In December, Check Point Software researchers watched everyone use ChatGPT to write poetry and schoolwork, and they wondered: Could it be writing a phishing email? Or how about a whole chain of attacks?
They experimented by first asking ChatGPT to write a decoy and encouraging victims to download an Excel file. After a few iterations, the email achieved all the tricks hackers love: false legitimacy, a sense of urgency, and an effective call to action.

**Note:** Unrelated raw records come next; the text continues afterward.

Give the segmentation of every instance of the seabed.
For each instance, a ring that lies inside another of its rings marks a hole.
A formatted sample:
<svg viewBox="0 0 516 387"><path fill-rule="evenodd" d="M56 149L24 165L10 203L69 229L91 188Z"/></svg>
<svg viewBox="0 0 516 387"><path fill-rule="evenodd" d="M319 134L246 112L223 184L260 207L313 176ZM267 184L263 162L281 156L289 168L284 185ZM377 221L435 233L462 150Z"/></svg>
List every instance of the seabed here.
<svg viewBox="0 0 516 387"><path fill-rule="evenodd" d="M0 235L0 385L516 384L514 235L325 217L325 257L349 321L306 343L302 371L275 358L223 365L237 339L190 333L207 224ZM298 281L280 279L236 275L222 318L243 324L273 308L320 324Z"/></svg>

Next, the researchers had ChatGPT write a macro that ran custom code whenever a victim opened the Excel file. Then they used another OpenAI program – Codex – to automatically generate a working reverse shell through which they could run commands, collect data, and send more malware to the targeted computer. They also had Codex develop a port scanner and virtual machine identification tool.
The result was quite a paint-by-numbers attack, but not bad for an afternoon’s work. And theoretically any number of non-OpenAI programs could have helped improve it.
For example, there is PassGAN, a neural network-based program that trains on past data leaks to efficiently brute-force passwords. In a 2019 study, researchers outperformed even cutting-edge machine learning-based password guessing tools.
Even more insidious than PassGAN is DeepLocker, another deep learning-based malware that, according to its IBM ancestors, “can infect millions of systems without being detected.” Only after the intended target has been identified – through factors such as geolocation and voice and face recognition – does it reveal itself and hit with laser precision.
What the tech industry can do
We won’t be able to prevent AI-driven cybercrime, but we can work to prevent the worst and make our internet even safer than it is today.
Barely a month after ChatGPT was made public when teachers complained about its potential for enabling cheating, a student took it upon himself to fix the problem. Edward Tian, ​​a 22-year-old Princeton senior, developed an app called GPTZero that can quickly and effectively detect whether ChatGPT or a human wrote an essay.
Expressed in a simple way; AI can be armed by the good guys just as easily as the bad guys.
To complete their experiment, Check Point researchers used Codex to scrape key data from large datasets on YARA and VirusTotal. That was just a limited use case. Across all of our inboxes and IT networks, AI tools have long played a pivotal role in better detecting malicious emails and identifying anomalous behavior far faster than humans ever could. Not to mention the role of AI in collecting and managing data, automating tasks, and informing risk assessments.
Like Godzilla versus King Kong, we can only fight AI-powered cybercrime with AI-enhanced cybersecurity. This is the next frontier. It is already unfolding before our eyes.